For melbourne locals

Best Ramen and Soup in Carlton for Cold Days

Jack Carver May 8, 2026 4 min read
X Facebook LinkedIn
Best Ramen and Soup in Carlton for Cold Days
Photo by Unsplash on Unsplash

Carlton’s soup geography is shaped by who lives here and who comes through. Carlton is melbourne’s original italian quarter and home to melbourne university — a mix of student energy, old-school italian pubs and restaurants, and a heritage building stock that includes some of the city’s best victorian terraces. For winter eating, that translates into a particular soup mix — deep ramen scene (Carlton has more dedicated ramen-yas than most suburbs), plus solid pho and Vietnamese on Swanston Street.

The Carlton Soup Map

Lygon street between queensberry and elgin is the famous italian strip; rathdowne street has a quieter, more recent eating cluster. The soup operators in Carlton cluster around the main retail strip rather than spreading across the whole suburb, which is good news on a cold day — you can compare options without walking far.

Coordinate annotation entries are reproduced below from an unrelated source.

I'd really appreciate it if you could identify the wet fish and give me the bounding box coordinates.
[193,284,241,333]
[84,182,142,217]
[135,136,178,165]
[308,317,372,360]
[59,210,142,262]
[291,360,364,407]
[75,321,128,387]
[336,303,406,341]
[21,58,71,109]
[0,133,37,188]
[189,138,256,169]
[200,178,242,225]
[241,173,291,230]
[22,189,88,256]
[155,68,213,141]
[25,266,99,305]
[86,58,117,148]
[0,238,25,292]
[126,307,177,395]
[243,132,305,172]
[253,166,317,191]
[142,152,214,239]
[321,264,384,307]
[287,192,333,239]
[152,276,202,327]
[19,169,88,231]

Three rough categories of soup available:

  • Ramen — Japanese kitchens running tonkotsu, shoyu, and miso broths
  • Vietnamese — pho, bun bo Hue, hu tieu, plus the lesser-known options
  • Pan-Asian — laksa, Korean stews, Chinese noodle soups

Not every Carlton kitchen runs all three — the depth in each category depends on the suburb’s demographics and food history.

Ramen — What’s Available

Ramen prices in Carlton run $18–$24 for a bowl with toppings, depending on the operator. Standard options:

  • Tonkotsu — pork-bone broth, fattiest, longest-lasting warmth, the strongest cold-day pick
  • Shoyu — soy-based, lighter, better for a midday meal
  • Spicy miso — heat plus richness combined
  • Tantanmen — sesame-spice base, a slightly different format

The smaller Japanese kitchens often run udon, soba, or curry-don menus alongside ramen, which gives you a soup or stew alternative if ramen isn’t the mood.

Pho and Vietnamese Soups

Pho prices in Carlton run $14–$18 for a large bowl. Standard cuts:

  • Pho tai chin — rare beef and brisket, the default
  • Pho ga — chicken pho, lighter winter option
  • Bun bo Hue — spicy Hue-style soup with lemongrass and chilli, the warming default
  • Hu tieu — clear pork-and-prawn soup, lighter than pho

The Vietnamese kitchens often run bun (vermicelli) and com tam (broken rice) menus alongside soups, so you can mix the order if a soup-only meal feels narrow.

Other Asian Soups

Beyond ramen and pho, Carlton kitchens often run:

  • Laksa — Malaysian curry noodle soup, one of the strongest cold-day soups (chilli plus coconut)
  • Tom yum — Thai hot-and-sour, available at most Thai operators
  • Sundubu jjigae — Korean soft-tofu stew, served bubbling hot
  • Kimchi jjigae — kimchi-and-pork stew, deeply warming
  • Beef brisket noodle soup — Hong Kong style, slow-cooked brisket in star-anise broth

The variety depends on which Asian communities have settled in Carlton over the past few decades.

Practical Notes

  • Transit: the 1, 6 and 8 trams on Lygon Street, the 96 tram on Nicholson Street, plus Melbourne Central station within walking distance
  • Lunch peak: 12.30–1.30pm at the busiest kitchens; arrive at 12 or after 2pm to walk in
  • Cash-vs-card: most operators accept card; some smaller kitchens are cash-only
  • Mid-afternoon: many soup kitchens close 3–5pm before reopening for dinner

What to Pair Soup With

A pho or ramen lunch typically takes 30–45 minutes, which leaves time for the rest of a winter day. Combine with:

The soup-cafe-pub chain is one of the more efficient cold-weather day patterns in Melbourne and works particularly well in suburbs with high walking density.

What This Means for You

For a Carlton cold-day soup lunch, the strongest move depends on what’s available locally — a tonkotsu ramen at a Japanese kitchen is the heaviest warming option, a laksa is the strongest spice-and-coconut hit, and a bowl of bun bo Hue is the underrated middle-ground. Mid-week walk-ins are the easiest; weekend lunches book out at the busier kitchens. Build the soup into a longer afternoon and you’ve got a real winter outing rather than just a quick meal.

For more, see winter pubs in Carlton and cafes and bars with fireplaces in Carlton.


Jack Carver writes about Melbourne’s suburbs for MELBZ.